The `generalized projection`

operation allows you to use arithmetic operations during a projection. This allows you to perform operations such as addition, subtraction, multiplication and division to compute the output of an attribute.

`Aggregate functions`

project the output relation as a single tuple. These include *sum*, *average*, *min*, *max*, and *count* which perform the aggregate function you would expect. If you want to perform these aggregates on certain *sets* within a relation, you can partition the relation into groups using the `group`

function. This will output a relation that has *n* tuples, where *n* is the number of groups that result from the `group`

function.

Finally, the outer join is a different type of join where you can take unmatched tuples from either or both of the relations and include them in the result. The ⟕ symbol is used to represent the left outer join, which will take any unmatched tuples from the left relation and include them in the results. The attributes from the right relation will be padded with null values. The right outer join is the same idea but with the right side relation, and is designated with the ⟖ symbol. Finally there is a full outer join, designated by the ⟗ character, which will take the unmatched tuples from both relations and include them in the output, padding the unmatched attributes with null values.

### Null values

Since null is a valid element in relational operations, and since it represents an “unknown”, we need to understand how to work with it.
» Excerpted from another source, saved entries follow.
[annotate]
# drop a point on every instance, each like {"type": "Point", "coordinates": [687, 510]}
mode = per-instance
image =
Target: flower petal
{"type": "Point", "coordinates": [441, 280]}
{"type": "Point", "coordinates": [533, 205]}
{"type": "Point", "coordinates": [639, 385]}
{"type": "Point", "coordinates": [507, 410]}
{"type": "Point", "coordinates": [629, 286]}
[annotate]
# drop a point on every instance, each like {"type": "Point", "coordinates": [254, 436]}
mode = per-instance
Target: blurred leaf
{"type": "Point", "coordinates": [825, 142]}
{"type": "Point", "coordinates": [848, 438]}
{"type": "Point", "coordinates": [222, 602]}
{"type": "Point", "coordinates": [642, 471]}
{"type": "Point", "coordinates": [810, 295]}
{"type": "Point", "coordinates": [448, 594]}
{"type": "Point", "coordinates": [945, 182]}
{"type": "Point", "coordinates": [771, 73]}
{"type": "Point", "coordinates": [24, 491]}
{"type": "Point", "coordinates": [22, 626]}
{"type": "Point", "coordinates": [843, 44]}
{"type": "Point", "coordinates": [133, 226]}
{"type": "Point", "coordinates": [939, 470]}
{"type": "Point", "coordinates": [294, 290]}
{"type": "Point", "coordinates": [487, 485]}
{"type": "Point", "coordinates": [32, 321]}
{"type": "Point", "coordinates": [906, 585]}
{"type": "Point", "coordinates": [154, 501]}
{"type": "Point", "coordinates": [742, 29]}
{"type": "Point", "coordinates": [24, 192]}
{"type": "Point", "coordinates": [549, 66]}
• Arithmetic operations (+, -, \*, /): if an arithmetic operation has null in it, the result is always null.

• Comparison Operations (<, <=, >, >=, !=): these evaluate to a special value called *unknown* since there is no way to tell for sure whether the result is true or false.

• Logical (Boolean) operations: (true and unknown) = unknown; (false and unknown) = false; (unknown and unknown) = unknown; (true or unknown) = true; (false or unknown) = unknown; (unknown or unknown) = unknown; (not unknown) = unknown.

• Select operation: if the condition returns unknown or false it is not added to the result.

• Join operation: if the 2 tuples both have a null value in a common attribute they will not show up in the result set because they will evaluate to unknown.

• Projection: null is treated the same as any other value, so if 2 tuples have the same attributes and have null for an attribute, one of them will get removed from the result.

• Union, intersection, difference: works the same as with projection, so tuples are considered the same if they have null for the same attributes.

• Aggregates: nulls get removed at the beginning before performing the aggregate (note: this means that aggregates don’t return null just because there are null values present). With grouping, nulls are treated the same as any other value.